After spending the day in the rain, the poem, Strong in the Rain, popped into my head. So here it is next.
Strong in the Rain
by Kenji Miyazawa
translation by Roger Pulvers
Strong in the rain
Strong in the wind
Strong against the summer heat and snow
He is healthy and robust
Free from desire
He never loses his temper
Nor the quiet smile on his lips
He eats four go of unpolished rice
Miso and a few vegetables a day
He does not consider himself
In whatever occurs
Comes from observation and experience
And he never loses sight of things
He lives in a little thatched-roof hut
In a field in the shadows of a pine tree grove
If there is a sick child in the east
He goes there to nurse the child
If there’s a tired mother in the west
He goes to her and carries her sheaves
If someone is near death in the south
He goes and says, ‘Don’t be afraid’
If there are strife and lawsuits in the north
He demands that the people put an end to their pettiness
He weeps at the time of drought
He plods about at a loss during the cold summer
Everybody calls him Blockhead
No one sings his praises
Or takes him to heart
That is the sort of person
I want to be
– from Soul Food
And of course, it’s wonderful to praise the rain, and then find that the next morning is calm and misty. There is so much to praise.
Praise the Rain
by Joy Harjo
Praise the rain, the seagull dive
the curl of plant, the raven talk –
Praise the hurt, the house slack
The stand of trees, the dignity –
Praise the dark, the moon cradle
The sky fall, the bear sleep –
Praise the mist, the warrior name
the earth eclipse, the fired leap –
Praise the backwards, upward sky
The baby cry, the spirit food –
Praise canoe, the fish rush
The hole for frog, the upside-down –
Praise the day, the cloud cup
The mind flat, forget it all –
Praise crazy. Praise sad.
Praise the path on which we're led.
Praise the roads on earth and water.
Praise the eater and the eaten.
Praise beginnings; praise the end.
Praise the song and praise the singer.
Praise the rain; it brings more rain.
Praise the rain; it brings more rain.
We praised the reflections in the still lake.

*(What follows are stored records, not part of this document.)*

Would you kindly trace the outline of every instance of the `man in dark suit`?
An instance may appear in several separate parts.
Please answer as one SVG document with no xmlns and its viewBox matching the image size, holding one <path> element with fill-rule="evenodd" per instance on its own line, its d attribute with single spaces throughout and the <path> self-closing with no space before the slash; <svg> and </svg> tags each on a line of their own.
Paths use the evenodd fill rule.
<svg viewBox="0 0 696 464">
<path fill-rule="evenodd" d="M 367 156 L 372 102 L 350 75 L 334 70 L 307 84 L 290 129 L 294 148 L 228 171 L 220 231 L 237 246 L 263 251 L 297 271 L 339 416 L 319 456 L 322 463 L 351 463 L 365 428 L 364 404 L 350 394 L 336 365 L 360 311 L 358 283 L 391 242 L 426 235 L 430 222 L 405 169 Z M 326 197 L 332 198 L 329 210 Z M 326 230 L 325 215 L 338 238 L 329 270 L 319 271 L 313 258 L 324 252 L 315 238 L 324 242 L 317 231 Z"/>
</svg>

We praised the men working on the dock who then hopped into a green canoe and paddled away.
We praised the mountain and the glorious reflection of the mountain.
We praised found hearts, submerged near the lake shore.
The mountains were good in the rain, and there was calm in the mountains. We praised it all and came home feeling a little more centred, a little more quiet and calm. It was good.